The platform also features a global map of language proficiency, filters for cost-effectiveness, and comparisons by language family or model type.
The goal: to benchmark systems, support model selection for specific languages and tasks, and guide public investment in digital language infrastructure.
“We aim to provide impact beyond academia by supporting both private- and public-sector decision-making, with a particular emphasis on underserved communities,” the researchers noted.
They acknowledge that the monitor is still a prototype under active development. While it currently covers major models and widely spoken languages, the analysis remains “far from comprehensive,” sampling just 10 examples per model-task-language combination.
Their initial goal was to demonstrate the feasibility of their approach before exhaustively benchmarking every model, with plans to scale up coverage in future iterations as more compute and community support become available.

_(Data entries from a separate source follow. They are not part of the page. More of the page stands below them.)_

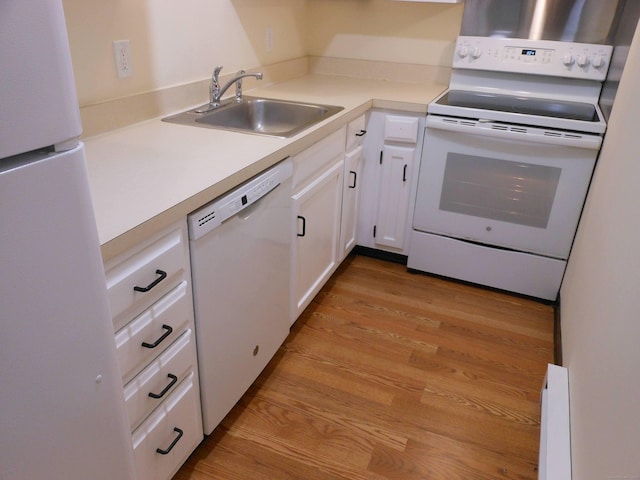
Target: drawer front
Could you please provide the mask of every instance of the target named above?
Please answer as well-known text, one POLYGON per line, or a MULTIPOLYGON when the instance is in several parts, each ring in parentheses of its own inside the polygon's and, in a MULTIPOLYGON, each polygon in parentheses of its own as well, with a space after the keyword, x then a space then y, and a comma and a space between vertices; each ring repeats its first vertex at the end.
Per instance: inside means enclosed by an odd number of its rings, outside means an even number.
POLYGON ((392 142, 416 143, 420 119, 387 115, 384 120, 384 139, 392 142))
POLYGON ((195 372, 196 346, 187 330, 167 350, 124 387, 131 430, 165 400, 191 372, 195 372))
POLYGON ((186 224, 107 265, 107 292, 115 330, 185 279, 188 265, 186 224))
POLYGON ((361 115, 347 125, 346 149, 351 150, 364 143, 366 133, 365 116, 361 115))
POLYGON ((196 382, 190 374, 133 432, 137 480, 170 479, 202 441, 196 382))
POLYGON ((293 190, 317 178, 318 174, 331 166, 336 157, 344 153, 346 127, 311 145, 293 157, 293 190))
POLYGON ((182 281, 151 308, 134 318, 115 335, 116 357, 123 383, 184 332, 193 317, 191 289, 182 281))

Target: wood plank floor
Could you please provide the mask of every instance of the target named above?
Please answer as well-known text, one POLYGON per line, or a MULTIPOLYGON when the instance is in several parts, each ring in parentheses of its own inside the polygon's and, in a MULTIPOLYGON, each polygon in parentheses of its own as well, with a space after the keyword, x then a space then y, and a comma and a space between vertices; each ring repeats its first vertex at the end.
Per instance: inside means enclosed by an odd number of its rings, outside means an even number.
POLYGON ((351 256, 174 480, 535 479, 553 308, 351 256))

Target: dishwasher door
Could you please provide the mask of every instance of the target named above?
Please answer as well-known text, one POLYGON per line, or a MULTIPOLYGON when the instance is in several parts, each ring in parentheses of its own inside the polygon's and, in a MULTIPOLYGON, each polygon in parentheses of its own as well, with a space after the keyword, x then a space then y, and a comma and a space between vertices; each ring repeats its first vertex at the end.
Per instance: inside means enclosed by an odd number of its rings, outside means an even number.
POLYGON ((206 434, 289 334, 291 172, 284 160, 188 219, 206 434))

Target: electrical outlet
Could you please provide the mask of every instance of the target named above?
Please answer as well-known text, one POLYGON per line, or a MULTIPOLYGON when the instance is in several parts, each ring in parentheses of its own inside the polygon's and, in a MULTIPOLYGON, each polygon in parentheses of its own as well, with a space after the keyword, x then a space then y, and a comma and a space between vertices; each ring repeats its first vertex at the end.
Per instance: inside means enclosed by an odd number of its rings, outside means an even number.
POLYGON ((273 30, 271 28, 264 31, 264 49, 267 52, 273 50, 273 30))
POLYGON ((133 74, 133 70, 131 68, 131 45, 129 40, 113 42, 113 55, 116 60, 118 77, 130 77, 133 74))

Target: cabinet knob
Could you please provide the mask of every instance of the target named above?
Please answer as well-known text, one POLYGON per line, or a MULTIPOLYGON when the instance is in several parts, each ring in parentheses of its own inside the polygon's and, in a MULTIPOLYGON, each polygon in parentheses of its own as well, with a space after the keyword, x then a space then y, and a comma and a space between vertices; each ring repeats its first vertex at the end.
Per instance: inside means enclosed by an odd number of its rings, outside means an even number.
POLYGON ((142 346, 144 348, 156 348, 158 345, 160 345, 160 343, 162 343, 162 341, 165 338, 167 338, 169 335, 171 335, 171 332, 173 332, 173 328, 171 328, 170 325, 163 324, 162 325, 162 329, 166 330, 166 331, 162 334, 162 336, 158 340, 156 340, 153 343, 142 342, 142 346))
POLYGON ((173 447, 176 446, 176 443, 178 443, 178 440, 182 438, 182 435, 184 435, 184 432, 178 427, 174 427, 173 431, 176 432, 178 436, 173 439, 173 442, 171 442, 171 445, 169 445, 166 450, 156 448, 156 452, 159 453, 160 455, 167 455, 171 450, 173 450, 173 447))
POLYGON ((153 287, 155 287, 157 284, 159 284, 162 280, 164 280, 165 278, 167 278, 167 272, 162 271, 160 269, 156 270, 156 275, 158 275, 158 278, 156 278, 153 282, 151 282, 149 285, 147 285, 146 287, 138 287, 135 286, 133 287, 133 289, 136 292, 148 292, 149 290, 151 290, 153 287))

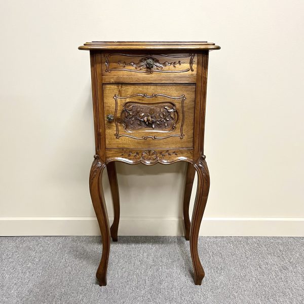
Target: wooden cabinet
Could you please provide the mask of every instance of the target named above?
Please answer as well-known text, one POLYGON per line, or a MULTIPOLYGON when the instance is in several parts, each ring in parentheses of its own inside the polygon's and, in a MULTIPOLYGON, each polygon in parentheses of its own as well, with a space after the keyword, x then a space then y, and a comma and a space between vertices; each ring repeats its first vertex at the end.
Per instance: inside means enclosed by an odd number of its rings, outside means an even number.
MULTIPOLYGON (((204 276, 199 231, 209 193, 204 155, 209 52, 207 42, 92 42, 90 51, 95 155, 90 191, 102 238, 96 276, 106 284, 110 239, 118 240, 120 201, 115 161, 152 165, 188 163, 183 200, 185 237, 190 241, 194 281, 204 276), (114 206, 110 227, 101 176, 107 167, 114 206), (198 188, 192 220, 189 203, 195 172, 198 188)), ((165 234, 165 232, 164 232, 165 234)))

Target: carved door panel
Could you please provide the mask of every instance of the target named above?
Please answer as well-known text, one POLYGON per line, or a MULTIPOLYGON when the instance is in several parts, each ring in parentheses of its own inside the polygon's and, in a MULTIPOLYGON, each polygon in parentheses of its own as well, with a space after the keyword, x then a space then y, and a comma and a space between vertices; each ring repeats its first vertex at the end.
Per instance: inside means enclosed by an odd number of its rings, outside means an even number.
POLYGON ((193 147, 195 85, 103 85, 106 148, 193 147))

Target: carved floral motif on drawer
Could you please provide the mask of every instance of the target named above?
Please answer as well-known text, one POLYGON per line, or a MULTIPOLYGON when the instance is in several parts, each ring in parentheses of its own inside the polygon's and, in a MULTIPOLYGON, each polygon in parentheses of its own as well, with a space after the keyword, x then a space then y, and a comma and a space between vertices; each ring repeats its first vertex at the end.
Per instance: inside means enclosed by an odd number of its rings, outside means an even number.
POLYGON ((137 73, 187 73, 194 74, 195 54, 104 54, 103 74, 111 71, 137 73))

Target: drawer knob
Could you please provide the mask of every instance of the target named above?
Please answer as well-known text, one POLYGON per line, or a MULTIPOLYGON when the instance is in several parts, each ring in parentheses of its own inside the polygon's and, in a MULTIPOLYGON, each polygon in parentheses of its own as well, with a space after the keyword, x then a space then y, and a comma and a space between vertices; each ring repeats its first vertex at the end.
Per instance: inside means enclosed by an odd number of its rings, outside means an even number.
POLYGON ((113 116, 112 114, 108 114, 106 117, 106 120, 108 122, 110 122, 110 123, 112 122, 114 120, 114 116, 113 116))
POLYGON ((154 60, 152 58, 148 58, 146 60, 146 65, 148 68, 152 68, 154 64, 154 60))

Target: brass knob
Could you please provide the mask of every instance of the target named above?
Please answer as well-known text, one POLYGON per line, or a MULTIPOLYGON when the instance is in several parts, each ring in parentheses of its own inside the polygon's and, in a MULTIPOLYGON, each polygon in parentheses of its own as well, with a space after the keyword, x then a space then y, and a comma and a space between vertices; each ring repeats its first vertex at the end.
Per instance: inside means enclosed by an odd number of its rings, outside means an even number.
POLYGON ((108 114, 106 117, 106 120, 110 123, 114 120, 114 116, 112 114, 108 114))
POLYGON ((152 68, 154 65, 154 60, 152 58, 148 58, 146 60, 146 65, 148 68, 152 68))

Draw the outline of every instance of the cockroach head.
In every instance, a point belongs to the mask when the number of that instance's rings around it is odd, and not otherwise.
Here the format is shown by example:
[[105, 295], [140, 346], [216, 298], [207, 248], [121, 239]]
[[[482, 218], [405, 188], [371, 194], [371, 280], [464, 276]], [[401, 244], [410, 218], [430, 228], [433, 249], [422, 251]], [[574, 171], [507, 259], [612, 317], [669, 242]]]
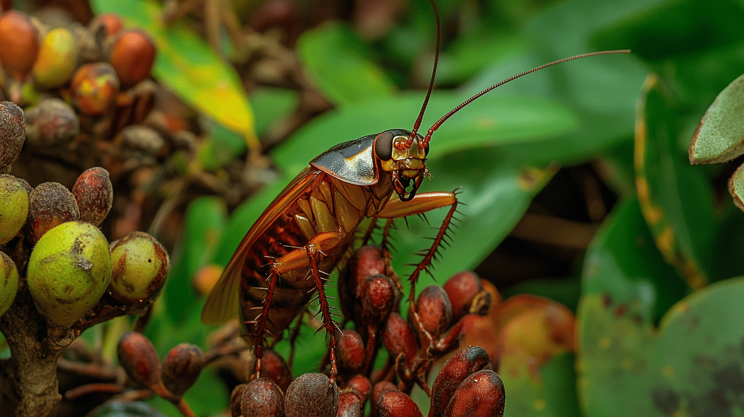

To assess real-world usefulness, the team also gathered qualitative feedback from stakeholders across four sectors: industry, SMEs, the public sector, and NGOs. They praised its usability, broad language coverage, and focus on non-European languages. However, they noted that reliance on academic benchmarks may limit real-world relevance and called for more tasks and cross-lingual trend insights — areas the team plans to expand on.
The benchmark is open source, and the researchers encourage contributions from developers aiming to add new models, languages, or tasks. “We invite the broader community to contribute new models, tasks, and languages to further strengthen this shared resource”, they concluded.